Under hood LED strip lighing - Installation
INSTALLATION
Now that all the parts and supplies were in order, it was time to install the lighting.
The first thing I did was to cut a length of LED strip. I simply held it up in place under the hood, marked and cut. If you look at the following picture, I've indicated the correct locations to cut. You'll notice that there are three LEDs between each cut line. Therefore, you have great flexibility in how long you want the strip to be. However, if you were to cut in locations other than where I've indicated, then you'll end up with a few dark LEDs.
When purchasing the LED strip in a reel, one end will have short lengths of wire already attached. I removed these and soldered on my own. I removed the white protective tubing first and then cut off the wires.
To fully remove the wires and access the solder points, I used a utility knife to remove the clear spongy weatherproofing and used a soldering iron to remove the stock wiring.
Next, I cut two lengths of wire. I eye-balled the length and gave myself some extra. The LED strip will be attached at the top of the hood, so I needed wire to span the length of the hood down to the hood hinge and then forward to the front of the vehicle. About eight feet of each wire gave me plenty to work with.
I stripped one end of each wire about 1/4" and tinned with solder.
I soldered the wires to the connection points on the LED strip. Make sure you pay attention so that the wires are soldered to the correct points. There is a small positive '+' sign that tells you which pad to solder the power to. If you do this backwards, the lights will not illuminate.
After soldering on the wires, I cut some braided sleeving and slid it up over the wiring all the way up to the LED strip. I then cut a 2" piece of adhesive-lined heat shrink tubing and slid this over the sleeving. This needed to cover the end of the sleeving, exposed wiring, and part of the LED strip. Finally, I used a heat gun to shrink and seal in place.
Next, I cut a short piece of 3M double sided tape and attached to the underside of the LED strip at this connection point. Although the LED strip has an adhesive back and I'll be using cable tie mounts for the wiring, I wanted an additional attachment point directly at the wire connection. This will help to minimize any vibration, which might weaken the connection.
My experience with cable tie mounts is that the adhesive is not very strong. Therefore, I removed the sticky adhesive that came with the mounts and added my own using the 3M double sided tape. I ended up using four cable tie mounts so this isn't very tedious.

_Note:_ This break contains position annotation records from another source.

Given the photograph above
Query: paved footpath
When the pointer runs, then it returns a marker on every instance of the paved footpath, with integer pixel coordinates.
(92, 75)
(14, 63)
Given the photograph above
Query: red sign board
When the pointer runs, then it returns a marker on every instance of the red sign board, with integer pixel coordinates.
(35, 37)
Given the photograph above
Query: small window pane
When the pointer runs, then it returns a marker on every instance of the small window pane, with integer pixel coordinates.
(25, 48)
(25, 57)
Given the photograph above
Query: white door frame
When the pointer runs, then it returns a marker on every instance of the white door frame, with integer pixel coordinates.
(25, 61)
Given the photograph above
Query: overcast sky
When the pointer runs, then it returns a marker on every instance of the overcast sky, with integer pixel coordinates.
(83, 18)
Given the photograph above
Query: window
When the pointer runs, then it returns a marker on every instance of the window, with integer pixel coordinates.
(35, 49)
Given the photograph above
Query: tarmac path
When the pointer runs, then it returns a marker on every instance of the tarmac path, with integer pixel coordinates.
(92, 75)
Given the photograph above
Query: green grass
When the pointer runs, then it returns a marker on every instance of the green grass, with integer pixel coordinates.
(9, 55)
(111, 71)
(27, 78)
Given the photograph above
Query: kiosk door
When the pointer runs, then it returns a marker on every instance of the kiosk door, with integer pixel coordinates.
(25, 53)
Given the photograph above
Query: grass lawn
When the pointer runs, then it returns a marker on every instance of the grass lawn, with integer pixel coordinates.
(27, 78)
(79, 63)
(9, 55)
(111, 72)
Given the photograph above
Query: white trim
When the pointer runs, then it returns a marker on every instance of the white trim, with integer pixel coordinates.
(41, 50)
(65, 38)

Next, I attached the flexible LED strip. Of course, I needed to make sure that the location where I was placing it was perfectly clean. I started with a degreaser to remove any dirt and grime. Then I wiped down the area with denatured alcohol. As you can see in the following picture, I didn't need to clean the entire hood, only the area necessary.
After this, I attached four cable tie down mounts spaced evenly down the hood from the LED strip towards the hinge.
I used 4" zip ties to secure the wiring to the cable tie down mounts.
I used one heavy duty zip tie at the hinge.
Next, I navigated the wiring under the grill and into the engine compartment. There was no need to remove the screw that attaches it to the body. There is ample space under it to slide the wiring through.
This is how it looked at this point.
My vehicle has a Bussmann RTMR installed as a secondary fuse/relay block. This allows me to add electrical accessories to the vehicle without using the OEM fuse block. If you don't have one of these, then your wiring will be slightly different. But this is very easy to do. Use an appropriate connector to attach the red wire to your battery with an in-line fuse. The black wire will attach to the bottom of the pin switch, as you'll see in a moment. Finally, connect an optional ground wire from the pin switch to a suitable ground.
Anyway, I cut the wiring to length and attached my connectors, which are outlined in the following picture. I used a Metri-pack connector to connect to the Bussmann RTMR.
Now it was time to install the pin switch and complete the wiring. The easiest location for the pin switch in my 2015 Toyota Tacoma that didn't require any drilling was to use the headlight mounting bolt on the driver side. So I began by removing this bolt.
Once removed, you'll see a plastic threaded clip underneath.
I removed this clip with a pair of needle nose pliers. I just had to squeeze the bottom, push it up, and then wiggle it out from between the body and headlight mount.
Finally, I dropped the pin switch down into the hole, but didn't secure it just yet.
Although I've recommended installing an additional ground from the pin switch to a better grounding point, this isn't required. Many people use the direct contact of the pin switch mounting bolt to the body of the vehicle as their ground. So if you're not installing an additional ground wire, you can secure the pin switch in place now with the lock washer and nut.
Otherwise, I first slipped the ring terminal from the additional ground wire onto the pin switch from the bottom. Then I tightened everything up with the lock washer and nut. The other end of this wire terminates ground within the Bussmann RTMR. Yours might connect directly to the battery, for example.
Last, I installed the ground wire from the LED strip to the spade terminal on the bottom.
The installation was complete, so I reconnected my negative battery cable to finalize everything. I was immediately greeted with a wash of light in my engine bay. Awesome!